Sur ce plan, la décision est conforme à une jurisprudence constante qui considère que le requérant doit être concerné personnellement par une décision qui change, ou est susceptible de changer, sa situation juridique, ou celle de ses membres s'il s'agit d'un groupement. On peut comprendre que l'objet est d'éviter l'actio popularis dans laquelle tout le monde serait fondé à contester tous les actes administratifs. En revanche, il résulte de cette jurisprudence qu'une personne qui n'agit que dans l'intérêt la légalité, en sa seule qualité de citoyen, se voit refuser le droit de recours. Dans un arrêt B. du 29 décembre 1995, le Conseil d'Etat juge ainsi que le requérant qui invoque le seul "intérêt des consommateurs" pour contester une décision. Il est vrai que le citoyen a davantage de liberté au plan local, et un célèbre arrêt Casanova de 1901 a conféré au contribuable communal le droit de faire un recours contre une délibération du conseil municipal ayant des conséquences sur le budget de la commune. Au plan national toutefois, un simple citoyen, ou une association, se voit interdire tout recours fondé sur son seul intérêt pour l'intérêt public. 

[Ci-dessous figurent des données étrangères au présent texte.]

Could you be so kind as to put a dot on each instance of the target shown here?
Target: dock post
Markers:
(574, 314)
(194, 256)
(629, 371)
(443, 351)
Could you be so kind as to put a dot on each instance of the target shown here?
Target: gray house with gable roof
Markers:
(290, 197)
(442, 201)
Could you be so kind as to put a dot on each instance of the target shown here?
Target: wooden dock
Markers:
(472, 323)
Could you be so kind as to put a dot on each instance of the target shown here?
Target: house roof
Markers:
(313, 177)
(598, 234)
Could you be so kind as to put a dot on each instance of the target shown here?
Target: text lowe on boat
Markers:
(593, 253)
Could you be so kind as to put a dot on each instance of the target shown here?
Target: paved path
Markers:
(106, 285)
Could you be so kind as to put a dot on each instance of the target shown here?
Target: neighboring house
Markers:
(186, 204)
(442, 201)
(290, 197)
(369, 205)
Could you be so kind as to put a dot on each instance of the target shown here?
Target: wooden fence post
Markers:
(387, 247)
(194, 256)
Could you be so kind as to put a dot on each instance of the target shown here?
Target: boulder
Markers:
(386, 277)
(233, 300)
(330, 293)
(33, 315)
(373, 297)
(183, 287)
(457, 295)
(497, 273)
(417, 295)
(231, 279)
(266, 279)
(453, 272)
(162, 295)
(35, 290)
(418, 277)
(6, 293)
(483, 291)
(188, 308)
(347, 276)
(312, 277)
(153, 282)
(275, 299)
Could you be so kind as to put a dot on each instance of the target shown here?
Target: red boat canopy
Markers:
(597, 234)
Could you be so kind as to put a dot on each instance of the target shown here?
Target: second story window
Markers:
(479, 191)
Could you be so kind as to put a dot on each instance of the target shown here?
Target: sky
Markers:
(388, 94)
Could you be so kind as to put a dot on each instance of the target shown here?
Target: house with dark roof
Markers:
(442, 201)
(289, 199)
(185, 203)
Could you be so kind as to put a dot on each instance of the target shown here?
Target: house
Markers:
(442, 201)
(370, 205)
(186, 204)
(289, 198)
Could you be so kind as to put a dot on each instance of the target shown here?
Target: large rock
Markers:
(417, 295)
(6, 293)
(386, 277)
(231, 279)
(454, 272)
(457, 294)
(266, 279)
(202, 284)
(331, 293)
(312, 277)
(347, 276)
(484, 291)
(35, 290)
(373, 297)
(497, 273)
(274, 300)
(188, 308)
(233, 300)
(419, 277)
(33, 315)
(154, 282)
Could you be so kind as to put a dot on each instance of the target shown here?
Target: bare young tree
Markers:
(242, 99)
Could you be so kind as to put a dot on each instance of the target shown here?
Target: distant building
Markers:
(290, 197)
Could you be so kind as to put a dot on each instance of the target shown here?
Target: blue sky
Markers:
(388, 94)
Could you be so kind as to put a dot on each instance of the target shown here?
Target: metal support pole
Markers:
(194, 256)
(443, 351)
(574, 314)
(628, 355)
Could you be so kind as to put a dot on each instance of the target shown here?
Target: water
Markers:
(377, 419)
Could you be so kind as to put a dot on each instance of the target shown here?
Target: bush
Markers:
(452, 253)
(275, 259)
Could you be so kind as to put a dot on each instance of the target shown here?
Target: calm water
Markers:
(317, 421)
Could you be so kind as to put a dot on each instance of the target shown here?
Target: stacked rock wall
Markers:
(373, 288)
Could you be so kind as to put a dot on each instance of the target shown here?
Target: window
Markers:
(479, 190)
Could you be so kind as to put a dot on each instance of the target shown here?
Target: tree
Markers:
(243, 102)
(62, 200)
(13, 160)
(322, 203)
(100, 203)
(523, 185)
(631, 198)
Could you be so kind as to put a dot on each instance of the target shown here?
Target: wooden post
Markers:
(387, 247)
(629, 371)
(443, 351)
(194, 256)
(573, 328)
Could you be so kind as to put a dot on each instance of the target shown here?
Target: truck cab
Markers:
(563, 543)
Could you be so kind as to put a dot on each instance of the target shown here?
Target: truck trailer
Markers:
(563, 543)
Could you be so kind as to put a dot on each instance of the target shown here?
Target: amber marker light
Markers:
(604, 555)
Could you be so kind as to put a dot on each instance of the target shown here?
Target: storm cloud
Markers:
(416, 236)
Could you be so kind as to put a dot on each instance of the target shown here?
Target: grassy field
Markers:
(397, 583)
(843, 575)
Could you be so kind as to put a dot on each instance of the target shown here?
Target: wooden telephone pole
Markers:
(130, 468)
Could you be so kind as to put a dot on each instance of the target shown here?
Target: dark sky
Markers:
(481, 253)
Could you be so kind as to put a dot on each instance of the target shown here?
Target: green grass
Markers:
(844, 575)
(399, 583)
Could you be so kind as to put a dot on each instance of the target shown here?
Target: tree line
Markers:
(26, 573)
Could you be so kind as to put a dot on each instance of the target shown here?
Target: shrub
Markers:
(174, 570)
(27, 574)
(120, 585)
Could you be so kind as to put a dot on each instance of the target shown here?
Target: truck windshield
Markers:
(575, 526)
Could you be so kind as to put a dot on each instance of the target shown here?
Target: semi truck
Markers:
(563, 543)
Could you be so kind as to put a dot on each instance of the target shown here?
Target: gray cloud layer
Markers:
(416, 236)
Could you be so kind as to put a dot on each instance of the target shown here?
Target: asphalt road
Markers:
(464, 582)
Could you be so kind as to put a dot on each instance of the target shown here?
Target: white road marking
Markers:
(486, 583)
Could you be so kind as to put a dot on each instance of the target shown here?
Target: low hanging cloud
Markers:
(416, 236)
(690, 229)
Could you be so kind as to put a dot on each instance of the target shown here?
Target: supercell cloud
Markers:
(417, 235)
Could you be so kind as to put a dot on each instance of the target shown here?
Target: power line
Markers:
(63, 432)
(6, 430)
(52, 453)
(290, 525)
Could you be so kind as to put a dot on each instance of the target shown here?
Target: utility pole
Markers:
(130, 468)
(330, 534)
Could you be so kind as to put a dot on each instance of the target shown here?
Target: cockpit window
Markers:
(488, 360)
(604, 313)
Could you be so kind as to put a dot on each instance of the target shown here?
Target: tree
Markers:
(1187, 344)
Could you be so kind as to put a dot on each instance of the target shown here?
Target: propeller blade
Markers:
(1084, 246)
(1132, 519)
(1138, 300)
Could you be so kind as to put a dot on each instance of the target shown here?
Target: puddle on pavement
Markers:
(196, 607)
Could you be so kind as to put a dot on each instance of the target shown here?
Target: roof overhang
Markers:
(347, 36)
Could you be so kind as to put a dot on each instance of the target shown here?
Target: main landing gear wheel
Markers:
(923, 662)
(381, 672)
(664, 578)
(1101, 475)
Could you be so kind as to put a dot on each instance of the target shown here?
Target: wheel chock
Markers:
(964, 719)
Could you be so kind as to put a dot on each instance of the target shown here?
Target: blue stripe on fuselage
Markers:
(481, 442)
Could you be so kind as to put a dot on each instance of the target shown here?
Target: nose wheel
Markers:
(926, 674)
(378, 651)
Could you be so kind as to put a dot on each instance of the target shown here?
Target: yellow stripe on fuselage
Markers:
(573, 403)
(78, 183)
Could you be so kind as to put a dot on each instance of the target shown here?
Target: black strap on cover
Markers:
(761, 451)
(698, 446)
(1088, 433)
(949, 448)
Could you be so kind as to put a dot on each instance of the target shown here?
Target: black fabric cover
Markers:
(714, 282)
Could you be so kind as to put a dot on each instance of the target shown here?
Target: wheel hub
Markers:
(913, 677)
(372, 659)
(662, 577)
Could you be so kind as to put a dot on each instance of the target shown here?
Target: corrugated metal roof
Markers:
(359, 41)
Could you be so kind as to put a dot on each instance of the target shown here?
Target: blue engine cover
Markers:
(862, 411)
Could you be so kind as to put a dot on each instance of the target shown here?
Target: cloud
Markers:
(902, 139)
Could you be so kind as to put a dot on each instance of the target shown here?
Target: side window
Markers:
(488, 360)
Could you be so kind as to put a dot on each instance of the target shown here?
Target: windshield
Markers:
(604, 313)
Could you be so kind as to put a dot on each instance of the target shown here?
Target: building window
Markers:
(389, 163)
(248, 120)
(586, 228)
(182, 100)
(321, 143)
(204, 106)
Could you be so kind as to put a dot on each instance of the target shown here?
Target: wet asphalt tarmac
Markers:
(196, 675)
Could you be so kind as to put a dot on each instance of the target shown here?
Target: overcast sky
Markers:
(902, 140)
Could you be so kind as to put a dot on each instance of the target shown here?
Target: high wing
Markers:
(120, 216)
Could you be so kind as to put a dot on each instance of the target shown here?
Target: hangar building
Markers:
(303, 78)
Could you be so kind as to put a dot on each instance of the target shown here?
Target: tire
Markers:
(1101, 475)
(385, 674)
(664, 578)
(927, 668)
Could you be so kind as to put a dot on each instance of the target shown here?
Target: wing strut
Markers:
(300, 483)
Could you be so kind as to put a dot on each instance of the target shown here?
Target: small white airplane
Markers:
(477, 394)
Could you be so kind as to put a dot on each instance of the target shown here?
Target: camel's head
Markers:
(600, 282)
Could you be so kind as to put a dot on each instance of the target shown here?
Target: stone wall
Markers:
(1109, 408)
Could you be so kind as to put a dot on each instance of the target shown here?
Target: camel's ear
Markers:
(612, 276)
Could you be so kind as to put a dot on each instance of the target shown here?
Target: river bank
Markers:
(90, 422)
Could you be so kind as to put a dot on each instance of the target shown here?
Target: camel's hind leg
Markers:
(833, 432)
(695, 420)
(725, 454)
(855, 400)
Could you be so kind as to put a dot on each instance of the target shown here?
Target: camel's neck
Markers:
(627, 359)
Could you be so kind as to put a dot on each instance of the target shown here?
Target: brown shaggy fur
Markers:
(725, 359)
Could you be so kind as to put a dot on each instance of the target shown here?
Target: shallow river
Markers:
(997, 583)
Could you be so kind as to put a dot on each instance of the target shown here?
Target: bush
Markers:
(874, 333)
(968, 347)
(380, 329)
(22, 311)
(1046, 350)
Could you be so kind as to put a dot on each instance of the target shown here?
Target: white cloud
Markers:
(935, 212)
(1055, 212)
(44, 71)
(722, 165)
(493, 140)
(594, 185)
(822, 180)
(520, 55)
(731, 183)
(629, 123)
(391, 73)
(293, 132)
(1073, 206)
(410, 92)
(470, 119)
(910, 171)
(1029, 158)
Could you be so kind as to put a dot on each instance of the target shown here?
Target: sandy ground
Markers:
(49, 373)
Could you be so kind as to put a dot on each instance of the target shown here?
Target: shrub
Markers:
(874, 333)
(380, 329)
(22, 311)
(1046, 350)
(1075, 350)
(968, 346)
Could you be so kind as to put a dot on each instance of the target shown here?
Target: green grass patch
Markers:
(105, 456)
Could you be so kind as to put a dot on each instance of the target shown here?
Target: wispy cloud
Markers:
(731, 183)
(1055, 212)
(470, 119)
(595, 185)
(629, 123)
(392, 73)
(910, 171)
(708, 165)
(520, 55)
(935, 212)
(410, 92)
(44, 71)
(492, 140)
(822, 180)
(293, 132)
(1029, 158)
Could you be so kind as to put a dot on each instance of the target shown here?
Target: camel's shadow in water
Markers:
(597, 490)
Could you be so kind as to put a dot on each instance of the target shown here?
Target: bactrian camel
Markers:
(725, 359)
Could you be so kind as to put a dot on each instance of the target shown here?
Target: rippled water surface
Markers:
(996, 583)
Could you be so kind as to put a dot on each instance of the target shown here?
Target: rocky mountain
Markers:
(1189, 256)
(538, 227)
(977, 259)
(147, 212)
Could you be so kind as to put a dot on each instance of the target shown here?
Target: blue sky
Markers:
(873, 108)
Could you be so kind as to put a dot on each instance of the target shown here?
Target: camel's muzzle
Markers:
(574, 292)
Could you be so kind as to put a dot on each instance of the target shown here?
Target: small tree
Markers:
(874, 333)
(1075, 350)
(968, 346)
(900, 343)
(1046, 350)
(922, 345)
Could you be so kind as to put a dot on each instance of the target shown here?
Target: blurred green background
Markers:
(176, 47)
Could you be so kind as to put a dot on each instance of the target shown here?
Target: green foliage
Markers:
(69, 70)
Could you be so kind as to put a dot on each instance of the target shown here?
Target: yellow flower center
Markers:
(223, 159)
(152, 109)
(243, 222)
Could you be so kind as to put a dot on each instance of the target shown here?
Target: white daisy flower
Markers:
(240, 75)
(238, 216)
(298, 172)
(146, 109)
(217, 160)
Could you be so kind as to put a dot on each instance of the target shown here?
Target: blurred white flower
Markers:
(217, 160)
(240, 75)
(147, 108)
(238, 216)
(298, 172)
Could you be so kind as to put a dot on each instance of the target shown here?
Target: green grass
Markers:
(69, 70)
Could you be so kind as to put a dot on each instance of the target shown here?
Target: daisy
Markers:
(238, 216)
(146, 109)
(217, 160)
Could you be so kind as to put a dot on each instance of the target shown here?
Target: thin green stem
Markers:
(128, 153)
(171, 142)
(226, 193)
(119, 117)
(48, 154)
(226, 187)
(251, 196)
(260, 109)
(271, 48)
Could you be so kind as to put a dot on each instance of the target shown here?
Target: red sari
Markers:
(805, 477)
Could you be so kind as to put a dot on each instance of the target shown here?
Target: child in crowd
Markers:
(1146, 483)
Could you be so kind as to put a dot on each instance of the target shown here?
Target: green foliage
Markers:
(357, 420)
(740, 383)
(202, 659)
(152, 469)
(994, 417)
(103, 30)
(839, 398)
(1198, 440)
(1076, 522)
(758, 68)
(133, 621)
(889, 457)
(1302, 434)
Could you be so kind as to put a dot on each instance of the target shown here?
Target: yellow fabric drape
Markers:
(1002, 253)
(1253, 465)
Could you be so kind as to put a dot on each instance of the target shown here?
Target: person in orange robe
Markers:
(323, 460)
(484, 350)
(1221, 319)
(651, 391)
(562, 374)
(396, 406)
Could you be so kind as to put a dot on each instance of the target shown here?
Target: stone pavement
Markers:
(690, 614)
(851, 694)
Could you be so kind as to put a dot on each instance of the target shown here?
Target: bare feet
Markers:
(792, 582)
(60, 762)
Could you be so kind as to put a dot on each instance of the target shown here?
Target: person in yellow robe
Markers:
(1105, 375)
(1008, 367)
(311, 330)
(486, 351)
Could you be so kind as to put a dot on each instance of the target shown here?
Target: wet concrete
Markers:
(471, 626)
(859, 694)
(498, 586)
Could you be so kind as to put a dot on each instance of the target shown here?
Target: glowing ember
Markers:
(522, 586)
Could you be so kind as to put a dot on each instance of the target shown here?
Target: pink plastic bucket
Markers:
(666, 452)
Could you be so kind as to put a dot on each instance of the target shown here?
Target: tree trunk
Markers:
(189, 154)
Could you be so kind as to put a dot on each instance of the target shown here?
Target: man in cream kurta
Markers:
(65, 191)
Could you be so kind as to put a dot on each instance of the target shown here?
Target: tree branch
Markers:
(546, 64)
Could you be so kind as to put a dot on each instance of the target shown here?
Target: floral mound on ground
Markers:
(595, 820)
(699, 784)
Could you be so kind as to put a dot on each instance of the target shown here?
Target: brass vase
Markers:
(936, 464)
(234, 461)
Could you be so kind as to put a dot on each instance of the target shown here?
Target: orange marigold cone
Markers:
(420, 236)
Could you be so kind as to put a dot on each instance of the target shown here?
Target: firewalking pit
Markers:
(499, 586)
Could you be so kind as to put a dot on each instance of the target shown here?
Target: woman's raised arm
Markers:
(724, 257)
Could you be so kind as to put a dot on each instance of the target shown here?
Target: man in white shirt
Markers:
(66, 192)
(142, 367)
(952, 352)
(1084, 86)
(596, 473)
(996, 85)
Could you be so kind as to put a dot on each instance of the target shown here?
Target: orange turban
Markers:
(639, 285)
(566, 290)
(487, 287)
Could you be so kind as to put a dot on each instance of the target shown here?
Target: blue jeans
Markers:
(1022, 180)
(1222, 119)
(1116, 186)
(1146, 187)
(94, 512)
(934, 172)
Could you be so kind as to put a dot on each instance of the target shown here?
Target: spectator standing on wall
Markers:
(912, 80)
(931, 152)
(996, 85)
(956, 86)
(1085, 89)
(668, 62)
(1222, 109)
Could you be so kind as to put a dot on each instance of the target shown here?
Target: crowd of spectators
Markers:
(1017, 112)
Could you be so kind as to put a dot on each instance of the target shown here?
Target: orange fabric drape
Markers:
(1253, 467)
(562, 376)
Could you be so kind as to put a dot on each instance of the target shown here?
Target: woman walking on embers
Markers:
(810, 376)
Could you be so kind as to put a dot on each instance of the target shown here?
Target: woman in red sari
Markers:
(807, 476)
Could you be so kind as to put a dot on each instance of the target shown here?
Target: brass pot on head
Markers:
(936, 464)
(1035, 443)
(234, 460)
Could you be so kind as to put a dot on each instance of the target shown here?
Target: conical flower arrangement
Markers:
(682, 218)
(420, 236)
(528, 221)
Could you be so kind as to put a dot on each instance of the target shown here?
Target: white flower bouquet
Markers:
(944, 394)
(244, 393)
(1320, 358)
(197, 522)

La liberté de communication


Le référé du 28 février 2018, Mathieu Gallet bien au-delà de la personne, illustre les inconvénients d'une telle restriction, dans le cas d'une éventuelle à une liberté publique.

L'association orléanaise avait en effet déposé un référé-liberté, procédure utilisée pour demander au juge de suspendre une décision en cas d'"illégalité manifeste portant atteinte à une liberté fondamentale" (article L 521-2 du code de justice administrative). En l'espèce, l'ADAP invoque une atteinte à la liberté de communication inscrite dans la loi du 30 septembre 1986 et ayant valeur constitutionnelle depuis la décision du 18 septembre 1986 rendue par le Conseil constitutionnel.

La mer sans arrêt roulait ses galets...
Deux enfants au soleil. Jean Ferrat. 1961

Les turbulences du pouvoir de nomination


Selon ce texte, le CSA "garantit l'indépendance et l'impartialité du secteur public de la communication audiovisuelle". Or, le mode de désignation des responsables de l'audiovisuel public a connu quelques turbulences dans les années récentes. La loi du 5 mars 2009, opérant la concentration de l'audiovisuel public au sein d'une société nationale de programme France Télévisions avait déjà conféré à l'Exécutif le soin de définir les missions de service public incombant aux différentes sociétés et notamment à Radio France. Surtout, le Président Sarkozy avait alors estimé qu'il appartenait à l'Etat, et donc à lui-même, de nommer les Présidents, privilège exorbitant ouvrant la porte à un véritable contrôle politique de l'audiovisuel public. La situation a heureusement été rétablie sous le quinquennat de François Hollande, et la loi du 15 novembre 2013 rend au CSA la compétence de nomination. 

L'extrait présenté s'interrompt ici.